What is a B-run steelhead?
Fisheries managers predict this will be a very bad year for returning B-run steelhead in the Snake River. The Snake, with its headwaters straddling the Teton Range on the Idaho-Wyoming border, is the largest tributary to the Columbia and its intact habitat and steelhead runs are vital to the overall health of Columbia River steelhead populations. Despite the high quality habitat in the upper Snake B-run wild steelhead have declined in abundance. But what are B-run steelhead?
Simply, the Snake River’s summer steelhead are generally delineated into two distinct sub-populations/stocks, known as “A-runs” and “B-runs.” Managers distinguish these two sub-populations according to size and return timing at Bonneville Dam, the lower-most dam in the Columbia River.

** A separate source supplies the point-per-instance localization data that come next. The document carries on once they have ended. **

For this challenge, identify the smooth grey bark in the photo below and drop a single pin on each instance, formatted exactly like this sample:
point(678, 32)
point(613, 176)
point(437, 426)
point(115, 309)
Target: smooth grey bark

A recent, excellent paper written by Dr. Timothy Copeland and others from the Idaho Department of Fish & Game looked into the life history of A- and B-run steelhead in more detail, to evaluate whether the criteria of age, size and entry timing in fact support the long-held delineation of two sub-populations, and if such groupings were useful for management and conservation.
The authors found important results. First, yes, there were general differences in size and run timing of A- and B-run steelhead. For example, B-runs smolted at an older age. Over half of B-runs were three year old smolts, compared to only 17% of A-runs, and in general the B-run population was composed of older fish. B-runs also tended to be larger in size, but that is not a hard-and-fast rule as some A-runs were also older and larger.
The authors also found some differences in run timing. B-run fish tended to pass Bonneville Dam later than A-runs. Like age and size however, there was overlap and significant variation between the many populations that make up the A- and B-run stocks.
The results of this analysis highlight that there is overlap among the two stocks, both in age and size and in the time during which they pass Bonneville. This underscores the remarkable diversity in steelhead, and suggests that steelhead life histories occur along a continuum rather than in discrete groupings.
These results have implications for management and conservation. The authors suggest that genetic stock identification at dams and monitoring of stocks in specific sub-basins is necessary to fully understand the complexity within the sub-populations.
It is very important to improve our understanding of steelhead populations in order to manage them effectively, especially in years such as this one with probable critically low numbers of B-run wild steelhead. As we have mentioned before, diversity is a key element underpinning the resilience of steelhead populations. Diversity in age structure, habitat use, and other factors provides a biological buffer for steelhead that helps them persist through changes in freshwater and marine conditions.
In order to recover wild B-run steelhead, and all steelhead populations for that matter, we must adopt management strategies that conserve this diversity instead of managing for the most abundant or prevalent life history strategies. Such strategies will require even more research like that published recently by Copeland et al. In support of this need Wild Steelheaders United is committed to reviewing, critiquing and sharing the results of all peer-reviewed wild steelhead science.